Inmitten der jungen und lebendigen Darmstädter Science Community hat sich das junge Start-up Revoltech angesiedelt, das seit drei Jahren mit Lederalternativen aus Hanf und neuerdings auch aus Algen von sich reden macht. Revoltech nutzt die Labore der Verfahrenstechnik der Technischen Universität (TU) Darmstadt, die sich in einem altehrwürdigen Gebäudetrakt mitten im Zentrum befinden. „Ein besonderes Glück“, wie Lucas Fuhrmann erzählt, als er durch das Labyrinth der vielen Räume mit gefliesten Tischen, Materiallagern und Experimentaufbauten führt. Fuhrmann, 1991 geboren, ist neben Julian Mushövel und Montgomery Wagner einer der drei Gründer des Start-ups, das die Welt ein wenig besser machen will. Die drei kennen sich aus Schulzeiten aus dem hessischen Friedberg und fanden während des Studiums wieder zueinander. Studiert haben sie nicht etwa Design oder ein anderes Gestaltungsfach, sondern Philosophie, Politik- und Wirtschaftswissenschaften sowie Maschinenbau.

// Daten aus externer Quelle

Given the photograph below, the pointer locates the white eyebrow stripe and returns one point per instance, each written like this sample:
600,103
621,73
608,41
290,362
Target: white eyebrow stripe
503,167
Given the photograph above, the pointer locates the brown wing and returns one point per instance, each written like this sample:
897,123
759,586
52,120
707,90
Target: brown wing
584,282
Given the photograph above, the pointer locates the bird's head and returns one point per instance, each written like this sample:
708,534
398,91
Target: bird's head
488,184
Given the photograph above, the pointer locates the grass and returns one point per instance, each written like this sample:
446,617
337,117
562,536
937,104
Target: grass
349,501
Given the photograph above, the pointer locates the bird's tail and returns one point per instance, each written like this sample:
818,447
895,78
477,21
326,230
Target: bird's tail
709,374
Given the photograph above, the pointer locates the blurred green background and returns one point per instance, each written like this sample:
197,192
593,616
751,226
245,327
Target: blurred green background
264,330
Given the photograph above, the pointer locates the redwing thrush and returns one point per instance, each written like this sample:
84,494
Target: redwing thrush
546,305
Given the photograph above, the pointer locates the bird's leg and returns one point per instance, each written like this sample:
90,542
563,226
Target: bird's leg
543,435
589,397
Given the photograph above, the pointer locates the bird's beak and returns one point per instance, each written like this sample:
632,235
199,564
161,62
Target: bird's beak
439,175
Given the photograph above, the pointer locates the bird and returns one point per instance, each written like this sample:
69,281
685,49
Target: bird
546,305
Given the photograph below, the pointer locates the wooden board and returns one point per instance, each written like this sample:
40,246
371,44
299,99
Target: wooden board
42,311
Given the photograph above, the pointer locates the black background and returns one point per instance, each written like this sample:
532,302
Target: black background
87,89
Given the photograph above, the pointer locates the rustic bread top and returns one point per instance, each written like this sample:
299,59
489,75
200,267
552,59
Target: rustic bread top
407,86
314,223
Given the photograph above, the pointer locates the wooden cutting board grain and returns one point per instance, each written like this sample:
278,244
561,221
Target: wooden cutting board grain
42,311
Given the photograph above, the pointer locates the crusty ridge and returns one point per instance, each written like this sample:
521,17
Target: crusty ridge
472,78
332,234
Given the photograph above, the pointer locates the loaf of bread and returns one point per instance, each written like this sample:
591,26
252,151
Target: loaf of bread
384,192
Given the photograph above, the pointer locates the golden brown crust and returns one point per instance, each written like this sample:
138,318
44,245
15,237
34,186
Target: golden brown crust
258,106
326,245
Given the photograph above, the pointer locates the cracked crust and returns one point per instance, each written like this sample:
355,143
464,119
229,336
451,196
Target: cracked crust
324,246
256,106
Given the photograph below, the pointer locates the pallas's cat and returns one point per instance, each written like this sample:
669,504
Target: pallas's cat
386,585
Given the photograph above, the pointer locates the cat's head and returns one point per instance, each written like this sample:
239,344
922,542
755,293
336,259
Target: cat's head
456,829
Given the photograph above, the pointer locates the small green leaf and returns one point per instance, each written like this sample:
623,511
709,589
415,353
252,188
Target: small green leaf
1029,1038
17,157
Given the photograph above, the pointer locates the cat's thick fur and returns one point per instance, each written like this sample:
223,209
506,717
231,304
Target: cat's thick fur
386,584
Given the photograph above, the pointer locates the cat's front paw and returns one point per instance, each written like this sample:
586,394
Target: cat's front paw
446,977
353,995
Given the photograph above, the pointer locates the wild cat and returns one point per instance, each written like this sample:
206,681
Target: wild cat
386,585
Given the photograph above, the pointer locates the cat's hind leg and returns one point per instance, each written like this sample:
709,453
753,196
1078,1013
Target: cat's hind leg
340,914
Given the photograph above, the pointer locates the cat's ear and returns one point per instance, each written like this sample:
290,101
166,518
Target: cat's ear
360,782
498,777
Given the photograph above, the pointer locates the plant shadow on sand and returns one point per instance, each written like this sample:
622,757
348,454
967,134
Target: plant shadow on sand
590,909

Umweltfreundlicher als Leder
Heute forscht bei Revoltech ein Team aus 15 Wissenschaftler*innen an der Zukunft von LOVR (Hanf) und MATTR (Algen),wie sie ihre Materialentwicklungen nennen. LOVR steht für lederfrei, ölfrei, vegan und reststoffbasiert. MATTR wiederum ist ein Wortspiel mit dem englischen Wort „matter“ (because it matters). Revoltech will mit diesen rein biobasierten flexiblen Flächenmaterialien eine Alternative zu herkömmlichem Leder oder Kunstleder bieten. Die Vorteile liegen auf der Hand: Leder muss durch einen chemischen Prozess, um es anwendbar zu machen. Mit ihm ist auch viel Tierleid verbunden. Kunstleder wiederum basiert auf Erdöl und landet schlussendlich oft in der Natur – zum Beispiel in Meeren, wo ganze Plastikinseln schwimmen. Im Vergleich zu herkömmlichem Leder verursacht LOVR nur 0,3 Prozent an CO2-Emissionen und ist besonders ressourcenschonend, da natürlich nachwachsend. Das hanfbasierte Material ist komplett kompostierbar und lässt sich auch färben, wobei mineralische Farben eingesetzt werden. Die Haptik der neuesten Generation des Materials ist weich, hat eine veloursartige Oberfläche, fühlt sich trocken und natürlich an. Es riecht kaum, hat etwas Struktur. Die ersten Versionen des Materials wiederum glichen eher festem Papier.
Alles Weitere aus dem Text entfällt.